New version, draft-faltstrom-idnabis-tables-02.txt, available

Thu Jun 21 01:23:05 CEST 2007

Patrik asked:

> On 20 jun 2007, at 00.46, Kenneth Whistler wrote:
> 
> >> 3007          ; Han # Nl       IDEOGRAPHIC NUMBER ZERO
> >
> > Appropriate for inclusion. This was separately discussed earlier
> > on the list. The ideographic number zero is used with the Han
> > ideographs for numbers to spell out numbers in radix 10 in
> > Chinese and Japanese (as opposed to the traditional Han number
> > system, which doesn't use a zero). So for completeness, this
> > character should be allowed. It needs an exception rule, because
> > gc=Nl are otherwise omitted. ALWAYS is fine.
> 
> I am not at this stage prepared adding rules that explicitly map to  
> individual codepoints.
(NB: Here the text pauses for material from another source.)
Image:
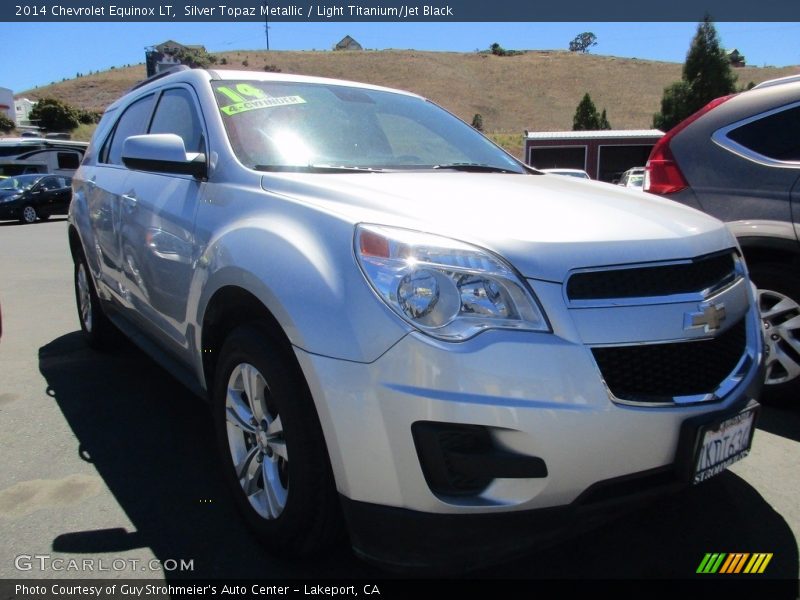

Is what you say the only way of getting the  
> proper derived value to add such a rule?

Yes.

Well, for many characters you might be able to fiddle with
enough properties to get a derivation in terms of properties,
without reference to code points.

For example: (Script=Han) & (gc=Nl) & (Numeric_Value=0) would
result in a set with exactly one member, namely: {3007}

But fiddling with ad hoc combinations of character properties
simply to avoid mentioning exceptional code points strikes me
as being obscurantist at best.

What do you think is clearer:

Rule N: Han numeric letters with value of zero.

  (Script(cp)=Han) & (gc(cp)=Nl) & (Numeric_Value(cp)=0) 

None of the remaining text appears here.